Sunday, 1 February 2015

GRAPH THEORY FOR PROGRAMMING CONTEST (POST - 2)

        This tutorial is about graph traversal. We will understand what graph traversal is. In this post, our discussion will be limited to Breadth First Search (BFS) traversal technique on adjacency matrix. In a future tutorial, we will see about Depth First Search (DFS) technique.
              
            First thing that comes to mind is what graph traversal is. It is nothing but going from node to node of a graph to visit all nodes exactly once. The purpose of this is to see whether all nodes are reachable from a source node or not, which nodes are present in the graph, listing the nodes etc. 
            Can't we just travel the nodes in any random order? The answer to this is "Yes" and "No". Of course in visual representation of the graph, we can randomly visit any node. But in programming, it might be difficult and time consuming. A simple approach to traverse in any random order would be :

Let there be n vertices, numbered 0 to n-1.

We define an array  
            int visit[n]={0};
This array will be used to check whether a node has been visited or not. Without it, we might visit same node again and again.
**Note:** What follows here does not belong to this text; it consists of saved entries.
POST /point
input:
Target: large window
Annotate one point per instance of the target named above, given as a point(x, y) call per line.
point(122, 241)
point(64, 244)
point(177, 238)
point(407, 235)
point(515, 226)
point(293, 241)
Now, to traverse the nodes randomly, we need to choose a node randomly, till all vertices have been visited. To get a random node, we can use something like,
           int present_node=rand()%n;      //rand() is defined in stdlib.h

To check whether all vertices have been visited or not, we can use another variable "count" which is initially set to 0, and is incremented by 1 whenever we visit a new vertex. When count reaches the value n-1, we know all vertices have been visited.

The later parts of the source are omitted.